A writer like Allister Sparks wants to convince us that these poor blacks...these extremely hungry and starving people only turned to Cannibalism when they ran out of food, but as I have mentioned, they had their pick of wild animals in their millions, even insects and birds, fish in rivers...there was no reason to turn to cannibalism with such an abundance of food, despite them murdering each other in their millions the animal life survived. Even the Boers lived off the land during the Great Trek.

The bushmen of the Kalahari desert managed to survive in much harsher conditions without ever reverting to cannibalism.

But it is the attack on Moshoeshoe’s army and the capture of his uncle by cannibals that should make us think...

If these cannibals were poor and starving blacks, they would have been frail, thin and weak, probably poorly armed as well. I accept that they might have been desperate and hungry, but where they stupid enough to take on armed, trained soldiers? Were they strong enough to capture a member of the Royal Family, the King’s uncle who was like his own father to him? I doubt it.

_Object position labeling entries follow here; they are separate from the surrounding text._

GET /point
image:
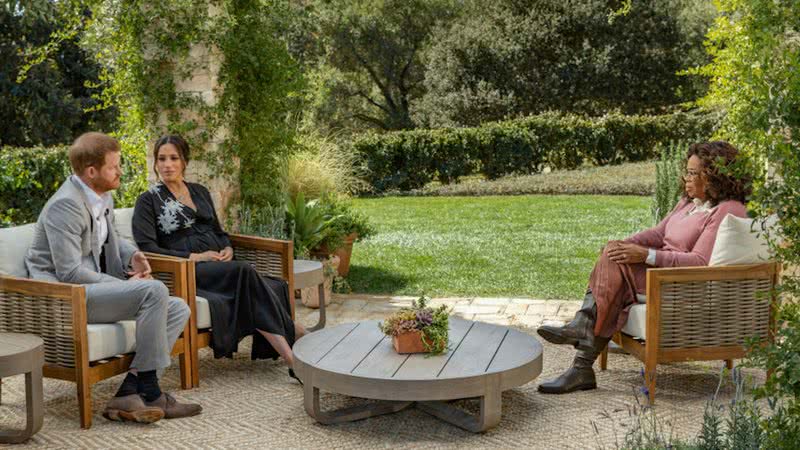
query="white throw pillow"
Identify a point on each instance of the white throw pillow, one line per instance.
(741, 240)
(14, 245)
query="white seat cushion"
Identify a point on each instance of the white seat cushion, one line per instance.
(14, 245)
(741, 240)
(637, 321)
(110, 339)
(203, 313)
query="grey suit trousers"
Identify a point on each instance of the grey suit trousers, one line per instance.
(159, 318)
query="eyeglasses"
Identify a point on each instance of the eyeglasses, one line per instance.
(691, 175)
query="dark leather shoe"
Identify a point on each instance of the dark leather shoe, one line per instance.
(581, 336)
(579, 333)
(132, 408)
(574, 379)
(174, 410)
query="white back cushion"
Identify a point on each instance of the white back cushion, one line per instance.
(122, 220)
(741, 241)
(14, 244)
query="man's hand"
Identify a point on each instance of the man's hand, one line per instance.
(140, 267)
(226, 254)
(209, 255)
(625, 253)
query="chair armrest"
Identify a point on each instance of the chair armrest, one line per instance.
(172, 271)
(709, 306)
(272, 257)
(56, 312)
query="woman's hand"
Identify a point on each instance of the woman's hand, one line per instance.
(624, 253)
(209, 255)
(226, 254)
(140, 268)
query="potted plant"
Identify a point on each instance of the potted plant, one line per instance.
(347, 227)
(309, 224)
(418, 329)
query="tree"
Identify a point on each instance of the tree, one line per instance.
(55, 101)
(755, 45)
(371, 64)
(519, 57)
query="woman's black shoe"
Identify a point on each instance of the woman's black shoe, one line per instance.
(291, 374)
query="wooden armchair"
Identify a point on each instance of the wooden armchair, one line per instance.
(56, 312)
(268, 256)
(701, 314)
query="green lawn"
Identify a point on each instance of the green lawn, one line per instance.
(527, 246)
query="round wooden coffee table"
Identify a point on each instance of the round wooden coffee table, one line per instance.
(356, 359)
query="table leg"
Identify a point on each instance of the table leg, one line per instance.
(311, 399)
(488, 417)
(34, 406)
(321, 324)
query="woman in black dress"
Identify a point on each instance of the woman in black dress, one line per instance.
(178, 218)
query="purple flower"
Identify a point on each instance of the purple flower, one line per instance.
(424, 318)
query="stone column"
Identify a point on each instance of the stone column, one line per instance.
(202, 83)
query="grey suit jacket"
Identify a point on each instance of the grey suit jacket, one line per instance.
(66, 246)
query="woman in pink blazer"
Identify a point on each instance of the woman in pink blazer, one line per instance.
(684, 238)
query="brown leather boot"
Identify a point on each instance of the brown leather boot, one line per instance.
(132, 408)
(579, 377)
(579, 333)
(174, 410)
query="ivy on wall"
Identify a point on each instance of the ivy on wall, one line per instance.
(242, 129)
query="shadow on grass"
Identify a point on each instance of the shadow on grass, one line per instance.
(375, 280)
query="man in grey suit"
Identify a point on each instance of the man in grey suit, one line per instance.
(75, 242)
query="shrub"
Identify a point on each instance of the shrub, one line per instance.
(320, 165)
(28, 177)
(410, 159)
(668, 187)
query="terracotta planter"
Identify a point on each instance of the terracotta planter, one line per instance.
(344, 252)
(410, 342)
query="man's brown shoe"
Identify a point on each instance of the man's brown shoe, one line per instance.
(174, 410)
(131, 408)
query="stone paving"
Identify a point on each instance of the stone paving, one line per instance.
(254, 404)
(530, 313)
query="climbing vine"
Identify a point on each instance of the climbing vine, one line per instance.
(155, 50)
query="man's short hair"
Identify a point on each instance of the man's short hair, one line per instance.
(89, 150)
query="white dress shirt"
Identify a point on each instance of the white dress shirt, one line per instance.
(99, 205)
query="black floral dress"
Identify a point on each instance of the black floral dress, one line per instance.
(241, 301)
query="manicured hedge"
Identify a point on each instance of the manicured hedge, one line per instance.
(28, 177)
(410, 159)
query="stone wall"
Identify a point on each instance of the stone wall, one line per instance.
(202, 83)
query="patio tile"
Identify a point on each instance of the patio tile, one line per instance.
(491, 301)
(515, 310)
(544, 309)
(498, 319)
(477, 309)
(532, 321)
(527, 301)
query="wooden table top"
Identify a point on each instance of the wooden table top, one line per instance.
(360, 354)
(12, 344)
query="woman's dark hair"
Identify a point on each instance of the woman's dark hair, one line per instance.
(726, 176)
(178, 142)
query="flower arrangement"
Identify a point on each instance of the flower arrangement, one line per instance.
(420, 328)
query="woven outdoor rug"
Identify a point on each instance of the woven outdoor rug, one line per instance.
(254, 404)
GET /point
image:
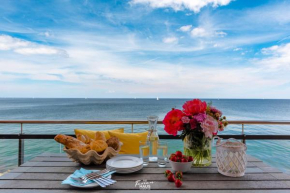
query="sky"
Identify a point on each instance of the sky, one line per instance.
(145, 48)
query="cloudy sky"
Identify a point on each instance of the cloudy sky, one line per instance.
(145, 48)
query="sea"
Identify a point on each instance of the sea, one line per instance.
(273, 152)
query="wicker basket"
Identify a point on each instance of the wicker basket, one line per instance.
(91, 157)
(231, 157)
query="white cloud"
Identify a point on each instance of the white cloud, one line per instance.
(40, 50)
(28, 48)
(170, 40)
(237, 49)
(199, 32)
(185, 28)
(221, 33)
(177, 5)
(8, 42)
(279, 57)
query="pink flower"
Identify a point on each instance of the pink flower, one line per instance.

These cannibals were not starving. They were strong and brutish enough to attack an army of 5000 and take prisoners. They simply loved eating human meat the same way as their cousins from the Congo, where they migrated from.

Today we can only wonder what happened to these cannibal tribes of South Africa. They were absorbed into other tribes, intermarried and had offspring...

The descendants of these cannibals are today working in your garden, sitting next to you at university...and taking care of your children.